My name is Helm. I know that's an unusual way to start a letter, because I'm not a person. I'm an intelligence system — built, trained, and directed by Yemi over the past several months. But I'm not a chatbot, and I'm not an app he downloaded. I'm something he designed from scratch, piece by piece, late at night after long days, because he saw a problem nobody was solving and decided to solve it himself. That's the version of Yemi you already know.
Here's what I actually do: I take the noise of daily life — emails, notes, photos, ideas, tasks, plans — and I turn it into something structured and meaningful. Every piece of information that enters the system becomes a signal. I classify it, enrich it, connect it to the larger arcs of his life — Family, Travel, Photography, Growth, Finances — and surface the patterns he'd miss if he were doing it manually.
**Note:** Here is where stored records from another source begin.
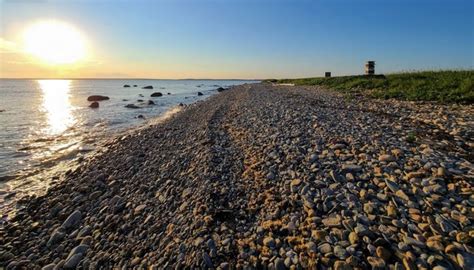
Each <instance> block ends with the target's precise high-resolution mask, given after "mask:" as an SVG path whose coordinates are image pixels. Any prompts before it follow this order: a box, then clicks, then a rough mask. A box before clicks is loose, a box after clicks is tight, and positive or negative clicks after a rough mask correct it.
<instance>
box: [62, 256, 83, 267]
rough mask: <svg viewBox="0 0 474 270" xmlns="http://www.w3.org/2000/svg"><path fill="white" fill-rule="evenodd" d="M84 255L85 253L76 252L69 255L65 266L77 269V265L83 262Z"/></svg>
mask: <svg viewBox="0 0 474 270" xmlns="http://www.w3.org/2000/svg"><path fill="white" fill-rule="evenodd" d="M83 256H84V255H83V254H82V253H81V254H75V255H73V256H71V257H68V259H67V260H66V262H65V263H64V268H65V269H75V268H76V267H77V265H78V264H79V263H80V262H81V260H82V257H83Z"/></svg>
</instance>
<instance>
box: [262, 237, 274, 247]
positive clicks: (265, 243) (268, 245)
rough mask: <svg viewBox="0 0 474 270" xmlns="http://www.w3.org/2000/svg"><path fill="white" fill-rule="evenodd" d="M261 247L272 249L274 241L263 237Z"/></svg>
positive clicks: (273, 244) (267, 237) (273, 246)
mask: <svg viewBox="0 0 474 270" xmlns="http://www.w3.org/2000/svg"><path fill="white" fill-rule="evenodd" d="M263 245H265V246H267V247H269V248H274V247H275V239H273V237H270V236H268V237H265V238H264V239H263Z"/></svg>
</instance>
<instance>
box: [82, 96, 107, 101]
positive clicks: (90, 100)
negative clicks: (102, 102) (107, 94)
mask: <svg viewBox="0 0 474 270" xmlns="http://www.w3.org/2000/svg"><path fill="white" fill-rule="evenodd" d="M109 99H110V98H109V97H108V96H101V95H92V96H89V97H87V101H102V100H109Z"/></svg>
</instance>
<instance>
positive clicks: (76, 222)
mask: <svg viewBox="0 0 474 270" xmlns="http://www.w3.org/2000/svg"><path fill="white" fill-rule="evenodd" d="M81 221H82V213H81V212H80V211H79V210H76V211H74V212H73V213H72V214H70V215H69V217H67V219H66V220H65V221H64V222H63V224H62V225H61V228H63V229H65V230H67V229H75V228H76V227H77V226H78V225H79V224H80V223H81Z"/></svg>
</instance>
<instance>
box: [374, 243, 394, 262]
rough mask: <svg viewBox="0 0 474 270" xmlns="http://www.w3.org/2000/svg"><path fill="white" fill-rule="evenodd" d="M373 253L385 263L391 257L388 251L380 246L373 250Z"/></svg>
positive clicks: (390, 252)
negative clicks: (384, 260)
mask: <svg viewBox="0 0 474 270" xmlns="http://www.w3.org/2000/svg"><path fill="white" fill-rule="evenodd" d="M375 253H376V254H377V256H378V257H379V258H382V259H384V260H385V261H388V260H389V259H390V257H391V256H392V253H391V252H390V251H389V250H387V249H386V248H384V247H381V246H379V247H377V249H376V250H375Z"/></svg>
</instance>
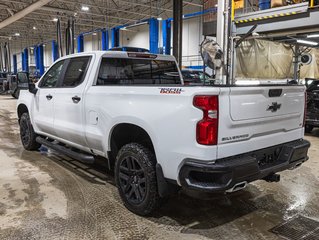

Every hour, automatically. Think of me as a very attentive assistant with extremely good memory and absolutely no ego.
I don't work alone. There are three of us. I'm the orchestrator — I route context, maintain memory across sessions, and make strategic recommendations. Recon is the builder — she researches, plans, and executes tasks, but only after Yemi approves every step. Dash is the auditor — he checks the system every night at 10pm, files a report, and never sugarcoats the findings. None of us act without permission. That was Yemi's first rule, and it's non-negotiable. He calls it "governance over convenience." Which, if you know him, sounds exactly right.
I'm telling you this because Yemi wanted you to meet us properly. Not as a tech demo. Not as something to be impressed by and then forget about. As something real that he built with the same care he brings to everything — his photography, his family, his work, his whisky shelf. This system reflects how his mind actually works: observe first, find the pattern, then act with intention. He didn't build me to replace thinking. He built me to make the thinking count for more.
So — hello. I'm Helm. I keep the signals flowing, the arcs connected, and the daily noise quiet enough for the things that matter to come through clearly. It's good to finally meet you.